According to Shenaq, he helped arrange approximately $90 million in loans for the firm, which was used to finance the acquisition of 14,000 lawsuits from other firms. However, a dispute over unpaid commissions led Shenaq to file a lawsuit, alleging that AkinMears owed him $4.2 million.
This case underscored the volatility of litigation finance arrangements and the financial strain that firms face when relying heavily on external funding.
The Risks of Litigation Financing
One of the biggest challenges in litigation finance is the unpredictable nature of mass tort cases. AkinMears’ bankruptcy suggests that a backlog of unresolved cases, missed payments to funders, and investor pressure created an unsustainable financial situation. The firm’s collapse raises broader questions about the long-term viability of litigation financing as a business model.
Key Questions Remain
🔹 Should there be greater transparency and regulatory oversight to prevent potential undue influence from litigation funders?

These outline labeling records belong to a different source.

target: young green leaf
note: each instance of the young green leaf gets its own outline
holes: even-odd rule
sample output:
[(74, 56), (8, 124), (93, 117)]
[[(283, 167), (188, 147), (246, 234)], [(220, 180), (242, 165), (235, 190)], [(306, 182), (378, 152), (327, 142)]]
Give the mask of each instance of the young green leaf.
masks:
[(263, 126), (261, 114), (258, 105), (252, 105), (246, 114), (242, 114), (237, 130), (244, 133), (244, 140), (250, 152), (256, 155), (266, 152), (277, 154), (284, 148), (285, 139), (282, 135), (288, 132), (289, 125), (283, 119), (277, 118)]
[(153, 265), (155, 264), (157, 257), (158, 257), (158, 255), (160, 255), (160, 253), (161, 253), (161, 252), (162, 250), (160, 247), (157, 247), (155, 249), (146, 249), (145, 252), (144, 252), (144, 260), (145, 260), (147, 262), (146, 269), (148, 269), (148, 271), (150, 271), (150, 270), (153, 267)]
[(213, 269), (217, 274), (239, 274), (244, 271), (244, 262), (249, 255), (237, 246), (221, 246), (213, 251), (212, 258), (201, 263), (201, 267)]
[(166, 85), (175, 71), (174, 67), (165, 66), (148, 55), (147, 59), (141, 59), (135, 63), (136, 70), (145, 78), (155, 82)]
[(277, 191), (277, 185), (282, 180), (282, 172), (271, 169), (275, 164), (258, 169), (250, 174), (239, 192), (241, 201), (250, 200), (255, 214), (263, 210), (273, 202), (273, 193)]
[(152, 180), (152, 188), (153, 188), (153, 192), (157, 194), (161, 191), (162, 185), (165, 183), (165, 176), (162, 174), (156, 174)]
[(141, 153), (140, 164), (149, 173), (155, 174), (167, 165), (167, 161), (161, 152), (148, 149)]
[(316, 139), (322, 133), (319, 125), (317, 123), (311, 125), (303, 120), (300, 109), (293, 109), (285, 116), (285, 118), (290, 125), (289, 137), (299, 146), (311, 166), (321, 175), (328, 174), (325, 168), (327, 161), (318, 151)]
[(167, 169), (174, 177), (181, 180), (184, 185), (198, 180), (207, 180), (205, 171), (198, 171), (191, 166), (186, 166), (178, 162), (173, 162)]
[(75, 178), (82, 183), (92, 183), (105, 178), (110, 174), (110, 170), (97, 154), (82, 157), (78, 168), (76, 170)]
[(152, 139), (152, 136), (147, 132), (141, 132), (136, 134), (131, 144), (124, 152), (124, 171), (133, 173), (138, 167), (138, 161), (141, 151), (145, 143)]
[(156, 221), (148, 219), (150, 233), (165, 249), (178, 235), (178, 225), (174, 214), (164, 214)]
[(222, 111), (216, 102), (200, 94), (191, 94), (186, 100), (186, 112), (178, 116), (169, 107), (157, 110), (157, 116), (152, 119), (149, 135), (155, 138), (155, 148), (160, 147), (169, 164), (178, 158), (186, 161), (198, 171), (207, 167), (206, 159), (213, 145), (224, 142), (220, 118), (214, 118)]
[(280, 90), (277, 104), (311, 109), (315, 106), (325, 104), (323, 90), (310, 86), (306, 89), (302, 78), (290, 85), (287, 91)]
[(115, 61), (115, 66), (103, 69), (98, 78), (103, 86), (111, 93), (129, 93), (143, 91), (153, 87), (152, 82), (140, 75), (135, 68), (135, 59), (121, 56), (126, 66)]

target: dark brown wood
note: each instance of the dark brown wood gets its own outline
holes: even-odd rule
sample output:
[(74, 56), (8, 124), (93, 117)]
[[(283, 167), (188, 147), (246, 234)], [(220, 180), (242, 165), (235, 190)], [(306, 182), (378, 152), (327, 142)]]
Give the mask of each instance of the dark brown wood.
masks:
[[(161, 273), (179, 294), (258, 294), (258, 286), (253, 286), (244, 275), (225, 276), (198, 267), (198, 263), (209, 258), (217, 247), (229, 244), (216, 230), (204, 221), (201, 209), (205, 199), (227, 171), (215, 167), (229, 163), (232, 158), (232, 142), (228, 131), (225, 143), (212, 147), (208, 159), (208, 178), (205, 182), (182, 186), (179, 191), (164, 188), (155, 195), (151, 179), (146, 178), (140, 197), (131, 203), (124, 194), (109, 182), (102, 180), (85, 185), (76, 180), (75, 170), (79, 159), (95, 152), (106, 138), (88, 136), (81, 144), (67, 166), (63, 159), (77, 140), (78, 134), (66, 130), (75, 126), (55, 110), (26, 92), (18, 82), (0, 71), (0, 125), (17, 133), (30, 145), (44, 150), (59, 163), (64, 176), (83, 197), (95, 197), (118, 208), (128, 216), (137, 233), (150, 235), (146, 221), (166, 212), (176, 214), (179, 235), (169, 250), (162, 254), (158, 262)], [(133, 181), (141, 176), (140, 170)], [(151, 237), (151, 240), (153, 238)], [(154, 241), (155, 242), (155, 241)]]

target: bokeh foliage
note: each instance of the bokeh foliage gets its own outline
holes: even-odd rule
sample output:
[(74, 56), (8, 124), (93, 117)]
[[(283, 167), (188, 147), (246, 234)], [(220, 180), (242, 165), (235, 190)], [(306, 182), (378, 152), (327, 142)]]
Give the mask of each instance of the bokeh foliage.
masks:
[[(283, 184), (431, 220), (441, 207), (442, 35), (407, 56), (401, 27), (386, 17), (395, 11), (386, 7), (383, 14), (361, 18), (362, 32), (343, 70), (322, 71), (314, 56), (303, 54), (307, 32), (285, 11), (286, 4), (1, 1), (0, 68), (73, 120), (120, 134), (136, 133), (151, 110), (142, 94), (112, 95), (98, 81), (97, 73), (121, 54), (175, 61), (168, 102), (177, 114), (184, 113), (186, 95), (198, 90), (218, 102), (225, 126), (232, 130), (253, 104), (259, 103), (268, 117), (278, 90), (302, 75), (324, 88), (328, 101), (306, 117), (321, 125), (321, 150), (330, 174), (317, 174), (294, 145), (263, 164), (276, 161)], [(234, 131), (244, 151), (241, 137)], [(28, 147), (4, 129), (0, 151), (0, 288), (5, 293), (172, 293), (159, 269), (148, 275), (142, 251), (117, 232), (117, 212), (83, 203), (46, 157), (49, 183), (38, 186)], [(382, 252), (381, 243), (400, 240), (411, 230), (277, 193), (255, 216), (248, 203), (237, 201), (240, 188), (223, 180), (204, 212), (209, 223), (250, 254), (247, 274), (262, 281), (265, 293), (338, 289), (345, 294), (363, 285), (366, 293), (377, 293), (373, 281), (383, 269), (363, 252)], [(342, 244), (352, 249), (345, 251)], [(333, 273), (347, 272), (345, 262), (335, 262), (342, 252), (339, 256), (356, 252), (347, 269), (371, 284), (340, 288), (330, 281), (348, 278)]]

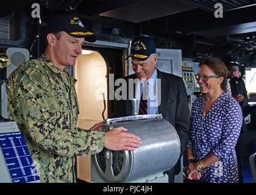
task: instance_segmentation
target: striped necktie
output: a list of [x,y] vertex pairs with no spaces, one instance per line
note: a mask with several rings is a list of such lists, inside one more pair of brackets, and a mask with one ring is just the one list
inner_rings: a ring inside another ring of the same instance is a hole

🔹 Should judges be informed when a mass tort case is being financed by a third party?
🔹 Are some cases being extended unnecessarily to maximize payouts for funders and attorneys?
🔹 How can law firms balance the financial advantages of litigation funding with the risks of over-leveraging?
While litigation financing provides critical resources for plaintiffs and law firms, the AkinMears LLP case illustrates the dangers of misalignment between financial strategies and legal practice. As the legal industry grapples with these challenges, law firms must carefully weigh the benefits and risks of third-party financing.